5. Interactive Workflow and Best Practices for Mermaid-Based Automation

Integrating Mermaid with advanced language and vision models enables several practical workflows:

  • Uploading static images for automatic code extraction and iterative correction via VLMs.
  • Generating sequence diagrams from narrative descriptions, verified against reference scripts via LLM-as-a-judge benchmarks.
  • Editing and refining diagrams through a mixed-initiative model (inline, drag-and-drop, NL commands).

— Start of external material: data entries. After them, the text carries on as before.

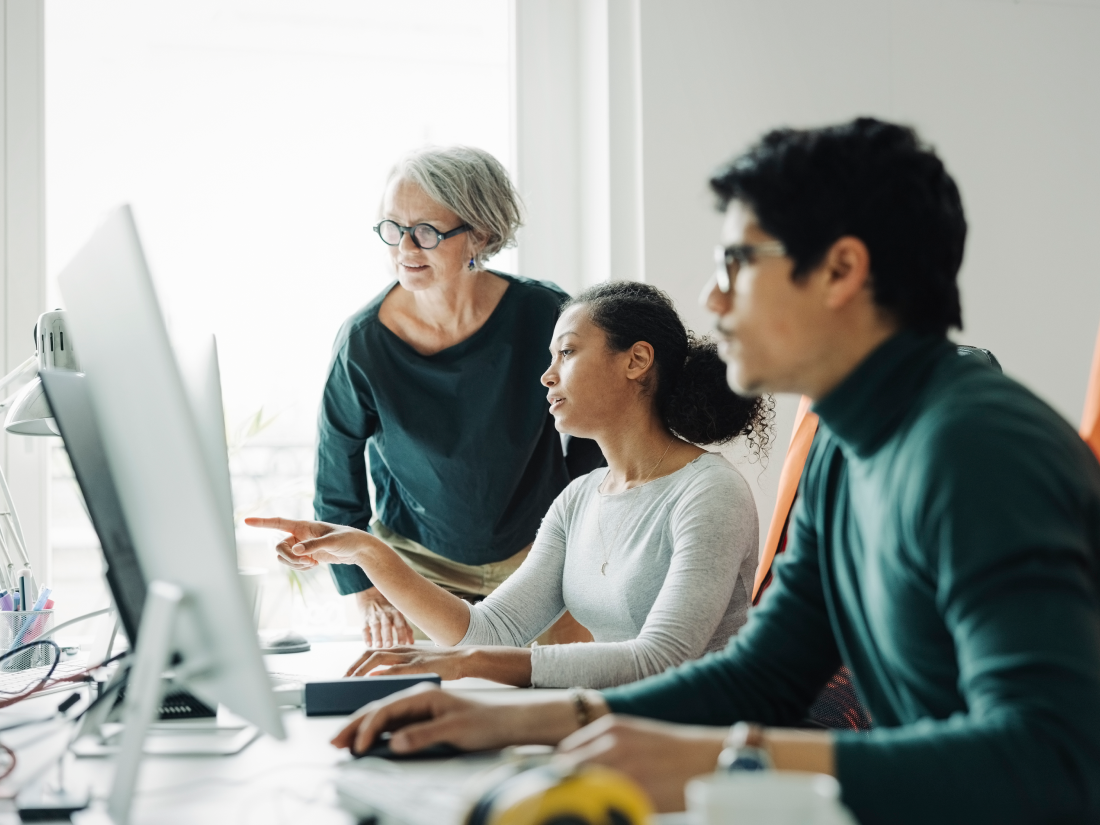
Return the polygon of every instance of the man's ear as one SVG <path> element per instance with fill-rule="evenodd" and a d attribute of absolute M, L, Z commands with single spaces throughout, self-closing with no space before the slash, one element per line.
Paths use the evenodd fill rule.
<path fill-rule="evenodd" d="M 646 341 L 639 341 L 630 348 L 626 377 L 637 381 L 653 371 L 653 364 L 653 345 Z"/>
<path fill-rule="evenodd" d="M 838 238 L 825 253 L 825 306 L 841 309 L 871 286 L 871 253 L 859 238 Z"/>

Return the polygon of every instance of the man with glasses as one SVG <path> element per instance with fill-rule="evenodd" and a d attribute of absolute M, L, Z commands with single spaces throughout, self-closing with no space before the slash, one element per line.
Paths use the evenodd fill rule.
<path fill-rule="evenodd" d="M 863 823 L 1100 821 L 1100 465 L 947 340 L 954 181 L 912 130 L 860 119 L 771 132 L 711 186 L 730 385 L 820 416 L 761 605 L 723 652 L 633 685 L 512 705 L 423 690 L 336 744 L 398 725 L 397 751 L 560 742 L 664 810 L 717 764 L 833 774 Z M 792 730 L 841 664 L 874 729 Z"/>

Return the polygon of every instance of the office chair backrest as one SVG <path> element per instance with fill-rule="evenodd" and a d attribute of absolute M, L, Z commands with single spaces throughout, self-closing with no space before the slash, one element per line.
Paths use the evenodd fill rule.
<path fill-rule="evenodd" d="M 1081 438 L 1085 439 L 1096 457 L 1100 459 L 1100 334 L 1096 336 L 1096 350 L 1092 356 L 1092 372 L 1085 391 L 1085 412 L 1081 416 Z"/>

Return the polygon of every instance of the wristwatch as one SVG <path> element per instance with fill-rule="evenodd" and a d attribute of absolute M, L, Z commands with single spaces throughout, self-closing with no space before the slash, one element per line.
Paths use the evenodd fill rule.
<path fill-rule="evenodd" d="M 738 722 L 726 735 L 722 752 L 718 754 L 717 773 L 735 771 L 767 771 L 772 758 L 764 744 L 764 728 L 748 722 Z"/>

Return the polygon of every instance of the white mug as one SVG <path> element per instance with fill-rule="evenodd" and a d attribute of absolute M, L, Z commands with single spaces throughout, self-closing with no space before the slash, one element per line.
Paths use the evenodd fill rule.
<path fill-rule="evenodd" d="M 687 784 L 687 809 L 699 825 L 856 825 L 831 776 L 801 771 L 735 771 Z"/>
<path fill-rule="evenodd" d="M 260 601 L 263 596 L 264 576 L 267 570 L 263 567 L 239 567 L 237 573 L 241 577 L 241 587 L 244 590 L 244 603 L 252 616 L 252 624 L 260 629 Z"/>

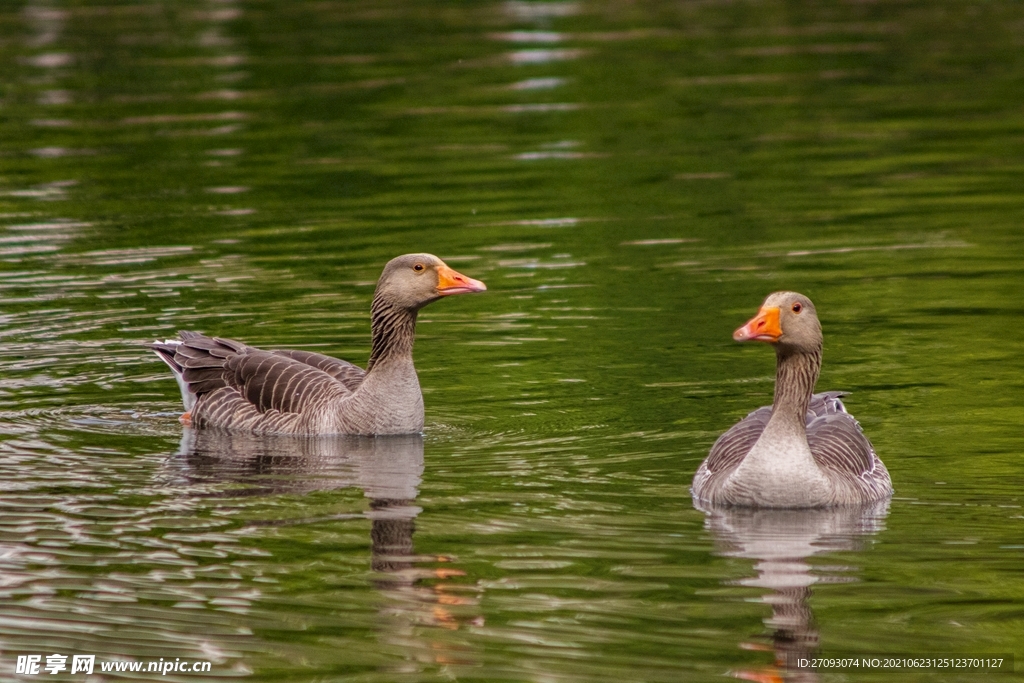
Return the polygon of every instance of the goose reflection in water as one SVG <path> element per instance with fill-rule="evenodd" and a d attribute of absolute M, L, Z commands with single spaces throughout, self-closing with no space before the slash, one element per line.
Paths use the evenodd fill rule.
<path fill-rule="evenodd" d="M 707 517 L 704 525 L 715 539 L 717 552 L 726 557 L 755 560 L 757 576 L 741 579 L 743 586 L 765 588 L 763 601 L 771 606 L 764 623 L 771 631 L 770 646 L 744 644 L 774 652 L 774 666 L 732 672 L 736 678 L 761 683 L 811 683 L 818 674 L 800 668 L 801 658 L 818 649 L 818 627 L 808 604 L 815 583 L 856 581 L 849 575 L 812 571 L 812 555 L 858 550 L 866 536 L 883 530 L 888 500 L 863 506 L 812 510 L 774 510 L 697 505 Z"/>
<path fill-rule="evenodd" d="M 423 437 L 254 436 L 244 433 L 185 429 L 177 462 L 190 482 L 209 480 L 247 484 L 253 488 L 224 492 L 226 496 L 302 494 L 358 487 L 369 498 L 365 513 L 267 522 L 288 526 L 322 524 L 331 520 L 370 520 L 371 583 L 387 599 L 381 614 L 381 633 L 389 651 L 413 668 L 421 664 L 473 663 L 462 644 L 439 642 L 437 631 L 479 625 L 477 599 L 468 586 L 446 585 L 462 576 L 455 567 L 422 567 L 451 558 L 415 555 L 413 533 L 421 512 L 416 497 L 423 476 Z M 430 585 L 425 585 L 430 581 Z"/>

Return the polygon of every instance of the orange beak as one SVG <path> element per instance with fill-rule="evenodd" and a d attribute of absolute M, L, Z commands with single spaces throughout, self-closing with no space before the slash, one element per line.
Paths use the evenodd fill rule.
<path fill-rule="evenodd" d="M 443 263 L 437 267 L 437 293 L 441 296 L 470 294 L 486 290 L 487 285 L 484 283 L 471 277 L 466 277 Z"/>
<path fill-rule="evenodd" d="M 777 306 L 762 307 L 746 325 L 732 333 L 736 341 L 763 341 L 775 343 L 782 337 Z"/>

Empirically supported best practices include:

  • Prefer large models (≥7B parameters) for high-fidelity syntax and semantics.
  • Provide 2–3 in-context Mermaid examples in prompts to prime model output.
  • Perform syntax validation using the Mermaid Live Editor or CLI as a post-processing step.
  • Normalize participant names to encourage model consistency.
  • Explicitly mention alternative/control-flow constructs in NL specifications to boost inclusion in outputs.
  • Apply lightweight rule-based consistency checks in tandem with LLM-powered judgments for quality control (Shbita et al., 18 Nov 2025).

6. Limitations and Further Directions

Current systems exhibit several constraints:

  • VLMs may hallucinate nodes or misinterpret faint/complex structures in low-quality diagrams.
  • Mermaid code generation is limited by underlying model capacity; edge cases and complex constructs such as nested loops and swimlanes are imperfectly rendered.
  • Automation does not obviate the need for human oversight; semantic errors and subtle branching mistakes persist, particularly for mid-sized or smaller models.
  • Flowchart2Mermaid does not yet support BPMN, UML, or real-time diagram consistency verification, though these are cited as future research directions (Deka et al., 1 Dec 2025).

This suggests that while automation tools exploiting Mermaid can dramatically accelerate structured diagram creation, domain expertise remains essential for error analysis and the curation of complex workflows.